Distributed systems patterns every backend engineer should know
Building distributed systems is hard because the assumptions that work on a single machine break down at scale. Networks are unreliable, clocks are imprecise, and partial failures are the norm. Learning the core patterns helps you build systems that survive these realities.
The saga pattern manages distributed transactions across multiple services. Instead of a two-phase commit, a saga breaks the transaction into a series of local transactions with compensating actions for rollback. If step three fails, the saga executes the compensation for steps two and one. Sagas can be choreographed or orchestrated. Choreographed sagas are more decoupled but harder to reason about. Orchestrated sagas are easier to debug but create a central point of coordination.

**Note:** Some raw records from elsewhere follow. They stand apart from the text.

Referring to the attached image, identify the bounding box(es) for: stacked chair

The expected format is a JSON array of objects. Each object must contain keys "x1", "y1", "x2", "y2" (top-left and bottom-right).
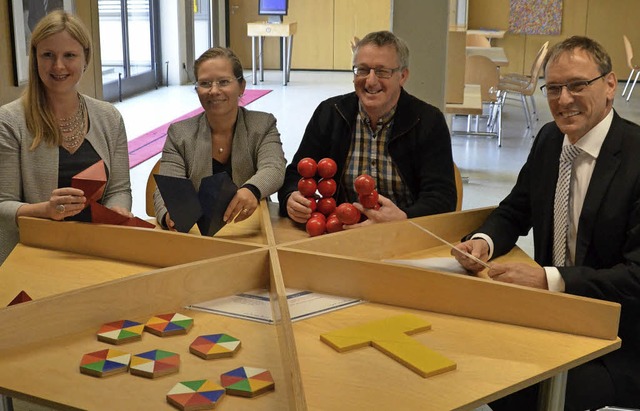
[
  {"x1": 497, "y1": 41, "x2": 549, "y2": 128},
  {"x1": 622, "y1": 35, "x2": 640, "y2": 101},
  {"x1": 451, "y1": 55, "x2": 502, "y2": 147}
]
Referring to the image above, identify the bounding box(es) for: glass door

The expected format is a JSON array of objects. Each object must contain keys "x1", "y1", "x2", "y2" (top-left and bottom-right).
[{"x1": 98, "y1": 0, "x2": 161, "y2": 101}]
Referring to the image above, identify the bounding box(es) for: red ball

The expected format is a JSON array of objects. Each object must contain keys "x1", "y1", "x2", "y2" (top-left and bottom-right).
[
  {"x1": 336, "y1": 203, "x2": 360, "y2": 225},
  {"x1": 326, "y1": 217, "x2": 344, "y2": 233},
  {"x1": 309, "y1": 211, "x2": 327, "y2": 221},
  {"x1": 358, "y1": 190, "x2": 380, "y2": 208},
  {"x1": 305, "y1": 197, "x2": 318, "y2": 213},
  {"x1": 318, "y1": 197, "x2": 336, "y2": 215},
  {"x1": 305, "y1": 218, "x2": 325, "y2": 237},
  {"x1": 318, "y1": 158, "x2": 338, "y2": 178},
  {"x1": 318, "y1": 178, "x2": 338, "y2": 197},
  {"x1": 353, "y1": 174, "x2": 376, "y2": 195},
  {"x1": 298, "y1": 177, "x2": 318, "y2": 197},
  {"x1": 297, "y1": 157, "x2": 318, "y2": 178}
]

The outbox pattern ensures reliable message publishing. When a service needs to publish an event as part of a database transaction, it writes the event to an outbox table in the same database transaction. A separate process reads the outbox and publishes the events. This guarantees that the event is published if and only if the transaction commits, eliminating the dual-write problem.
The circuit breaker pattern prevents cascading failures. When a downstream service starts failing, the circuit breaker trips and subsequent calls fail immediately without attempting the call. After a timeout, the circuit allows a few test requests to see if the service has recovered. This gives the failing service time to recover without being overwhelmed by retries.
The bulkhead pattern isolates failures by partitioning resources. Each service or component gets its own thread pool and connection pool. A failure in one partition cannot consume resources from another. This prevents a noisy neighbor from taking down the entire system.
Leader election picks one node to coordinate a group of replicas. Algorithms like Raft and Paxos ensure that at most one leader exists at any time. Leader election is essential for systems that need a single writer or coordinator.
The sidecar pattern deploys helper functionality alongside your main service in a separate container. Sidecars handle cross-cutting concerns like logging, monitoring, and service mesh traffic management without modifying the main application code.